#+TITLE: UglifyJS -- a JavaScript parser/compressor/beautifier
#+KEYWORDS: javascript, js, parser, compiler, compressor, mangle, minify, minifier
#+DESCRIPTION: a JavaScript parser/compressor/beautifier in JavaScript
#+STYLE:
#+AUTHOR: Mihai Bazon
#+EMAIL: mihai.bazon@gmail.com
* UglifyJS --- a JavaScript parser/compressor/beautifier
This package implements a general-purpose JavaScript
parser/compressor/beautifier toolkit. It is developed on [[http://nodejs.org/][NodeJS]], but it
should work on any JavaScript platform supporting the CommonJS module system
(and if your platform of choice doesn't support CommonJS, you can easily
implement it, or discard the =exports.*= lines from UglifyJS sources).
The tokenizer/parser generates an abstract syntax tree from JS code. You
can then traverse the AST to learn more about the code, or do various
manipulations on it. This part is implemented in [[../lib/parse-js.js][parse-js.js]] and it's a
port to JavaScript of the excellent [[http://marijn.haverbeke.nl/parse-js/][parse-js]] Common Lisp library from [[http://marijn.haverbeke.nl/][Marijn
Haverbeke]].
( See [[http://github.com/mishoo/cl-uglify-js][cl-uglify-js]] if you're looking for the Common Lisp version of
UglifyJS. )
The second part of this package, implemented in [[../lib/process.js][process.js]], inspects and
manipulates the AST generated by the parser to provide the following:
- ability to re-generate JavaScript code from the AST. Optionally
indented---you can use this if you want to “beautify” a program that has
been compressed, so that you can inspect the source. But you can also run
our code generator to print out an AST without any whitespace, so you
achieve compression as well.
- shorten variable names (usually to single characters). Our mangler will
analyze the code and generate proper variable names, depending on scope
and usage, and is smart enough to deal with globals defined elsewhere, or
with =eval()= calls or =with{}= statements. In short, if =eval()= or
=with{}= are used in some scope, then all variables in that scope and any
variables in the parent scopes will remain unmangled, and any references
to such variables remain unmangled as well.

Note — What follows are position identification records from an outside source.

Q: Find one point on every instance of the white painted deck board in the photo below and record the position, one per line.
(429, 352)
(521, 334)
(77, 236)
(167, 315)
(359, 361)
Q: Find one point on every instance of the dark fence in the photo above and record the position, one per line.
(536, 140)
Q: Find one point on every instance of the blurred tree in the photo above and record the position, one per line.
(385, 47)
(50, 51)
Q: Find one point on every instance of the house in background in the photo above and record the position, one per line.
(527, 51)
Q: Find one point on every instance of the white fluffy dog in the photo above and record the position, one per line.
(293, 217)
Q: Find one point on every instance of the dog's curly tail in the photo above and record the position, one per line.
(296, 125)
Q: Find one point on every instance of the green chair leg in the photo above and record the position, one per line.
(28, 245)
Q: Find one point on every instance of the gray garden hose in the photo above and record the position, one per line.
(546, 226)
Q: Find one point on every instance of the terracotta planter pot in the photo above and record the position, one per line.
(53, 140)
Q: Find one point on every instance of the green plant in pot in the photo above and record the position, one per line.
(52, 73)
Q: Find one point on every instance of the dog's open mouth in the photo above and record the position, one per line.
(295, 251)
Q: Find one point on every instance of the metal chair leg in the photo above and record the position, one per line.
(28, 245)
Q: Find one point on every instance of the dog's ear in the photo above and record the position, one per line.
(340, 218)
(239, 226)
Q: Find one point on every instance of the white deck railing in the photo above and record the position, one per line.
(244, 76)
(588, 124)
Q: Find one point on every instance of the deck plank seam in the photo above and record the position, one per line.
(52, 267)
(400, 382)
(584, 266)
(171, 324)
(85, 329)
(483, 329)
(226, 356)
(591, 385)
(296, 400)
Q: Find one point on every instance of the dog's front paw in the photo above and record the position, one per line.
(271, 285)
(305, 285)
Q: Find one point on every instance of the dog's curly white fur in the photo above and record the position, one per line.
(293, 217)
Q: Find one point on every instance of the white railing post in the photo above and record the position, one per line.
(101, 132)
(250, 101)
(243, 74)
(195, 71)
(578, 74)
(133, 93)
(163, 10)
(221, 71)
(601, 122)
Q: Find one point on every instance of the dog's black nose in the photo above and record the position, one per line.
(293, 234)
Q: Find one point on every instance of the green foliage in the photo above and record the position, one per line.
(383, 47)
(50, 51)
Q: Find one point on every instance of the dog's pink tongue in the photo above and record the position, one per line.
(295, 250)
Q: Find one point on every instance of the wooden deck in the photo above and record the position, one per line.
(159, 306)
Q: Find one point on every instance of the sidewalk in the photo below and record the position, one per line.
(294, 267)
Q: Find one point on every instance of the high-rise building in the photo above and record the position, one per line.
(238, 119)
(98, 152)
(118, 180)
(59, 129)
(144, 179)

- various small optimizations that may lead to faster code but certainly
lead to smaller code. Where possible, we do the following:
- foo["bar"] ==> foo.bar
- remove block brackets ={}=
- join consecutive var declarations:
var a = 10; var b = 20; ==> var a=10,b=20;
- resolve simple constant expressions: 1 +2 * 3 ==> 7. We only do the
replacement if the result occupies less bytes; for example 1/3 would
translate to 0.333333333333, so in this case we don't replace it.
- consecutive statements in blocks are merged into a sequence; in many
cases, this leaves blocks with a single statement, so then we can remove
the block brackets.
- various optimizations for IF statements:
- if (foo) bar(); else baz(); ==> foo?bar():baz();
- if (!foo) bar(); else baz(); ==> foo?baz():bar();
- if (foo) bar(); ==> foo&&bar();
- if (!foo) bar(); ==> foo||bar();
- if (foo) return bar(); else return baz(); ==> return foo?bar():baz();
- if (foo) return bar(); else something(); ==> {if(foo)return bar();something()}
- remove some unreachable code and warn about it (code that follows a
=return=, =throw=, =break= or =continue= statement, except
function/variable declarations).
- act a limited version of a pre-processor (c.f. the pre-processor of
C/C++) to allow you to safely replace selected global symbols with
specified values. When combined with the optimisations above this can
make UglifyJS operate slightly more like a compilation process, in
that when certain symbols are replaced by constant values, entire code
blocks may be optimised away as unreachable.
** <>
The following transformations can in theory break code, although they're
probably safe in most practical cases. To enable them you need to pass the
=--unsafe= flag.
*** Calls involving the global Array constructor
The following transformations occur:
#+BEGIN_SRC js
new Array(1, 2, 3, 4) => [1,2,3,4]
Array(a, b, c) => [a,b,c]
new Array(5) => Array(5)
new Array(a) => Array(a)
#+END_SRC
These are all safe if the Array name isn't redefined. JavaScript does allow
one to globally redefine Array (and pretty much everything, in fact) but I
personally don't see why would anyone do that.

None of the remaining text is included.